REPUBLIKA.CO.ID, SLEMAN -- Badan Nasional Penggulangan Terorisme (BNPT) mengingatkan aplikasi permainan Pokemon Go yang saat ini sedang banyak digemari masyarakat di Indonesia bisa dimanfaatkan untuk kepentingan terorisme.
"Permainan Pokemon Go dan segala permainan bisa dimanfaatkan untuk kepentingan yang bersifat radikalisme dan terorisme," kata Deputi I Bidang Pencegahan, Perlindungan dan Deradikalisasi Badan Nasional Penanggulangan Terorisme (BNPT) Mayor Jenderal Abdul Rahman Kadir di Sleman, Kamis (21/7).
Menurutnya pelaku terorisme merupakan orang yang pintar dan memahami teknologi informasi. Pelaku terorisme bisa memanfaatkan semua yang berada di dunia maya, termasuk game atau permainan-permainan online.
"Masyarakat kami harapkan agar bisa lebih berhati-hati," ucapnya.
Ia mengatakan, jika mengacu pada kejadian terorisme di Prancis beberapa waktu lalu, dimana pelaku juga memanfaatkan game untuk melakukan komunikasi dengan jaringannya. "Pelaku teror di Prancis berkomunikasi melalui fitur chating atau obrolan yang tersedia dalam aplikasi game, sehingga kurang termonitor," jelasnya.

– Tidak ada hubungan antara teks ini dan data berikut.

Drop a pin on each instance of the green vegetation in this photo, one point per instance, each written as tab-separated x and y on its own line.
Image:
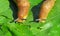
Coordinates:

Dalam upaya menangkal paham radikalisme dan terorisme di dunia maya, BNPT telah melakukan pelatihan Duta Damai Dunia Maya dan mengajak kaum muda bersinergi dengan Pusat Media Damai BNPT.
Pelatihan diikuti puluhan anak muda dari sejumlah daerah seperti Yogyakarta dan Sleman, serta perwakilan dari Jawa Tengah dan Jawa Timur ini bertujuan untuk menanggulangi propaganda kelompok radikal melalui dunia maya.
"Anak-anak muda ini nantinya akan dibentuk menjadi benteng agen perdamaian dunia maya, baik melalui media sosial maupun website yang menampilkan konten bertentangan dengan Pancasila," kata Kepala Sub Dit Pengawas dan Kontra Propaganda Badan Nasional Penanggulangan Terorisme (BNPT) Kolonel Inf Dadang Hendrayudha.
Menurutnya propaganda organisasi radikal yang berusaha menyerang Indonesia saat ini semakin dirasakan. "Tidak hanya di dunia nyata, propaganda juga terjadi melalui dunia maya," katanya.
Ia mengatakan, anak-anak muda sebagai pengguna dunia maya terbesar menjadi rawan terpengaruh propaganda yang bertentangan dengan nilai-nilai Pancasila.
"Anak-anak muda yang sebagian besar merupakan bloger ini akan diberi pelatihan selama tiga hari tentang bagaimana menjadi benteng dan agen perdamaian dengan diajak untuk membuat website dengan konten positif sebagai kontra propaganda kelompok radikal di dunia maya," jelasnya.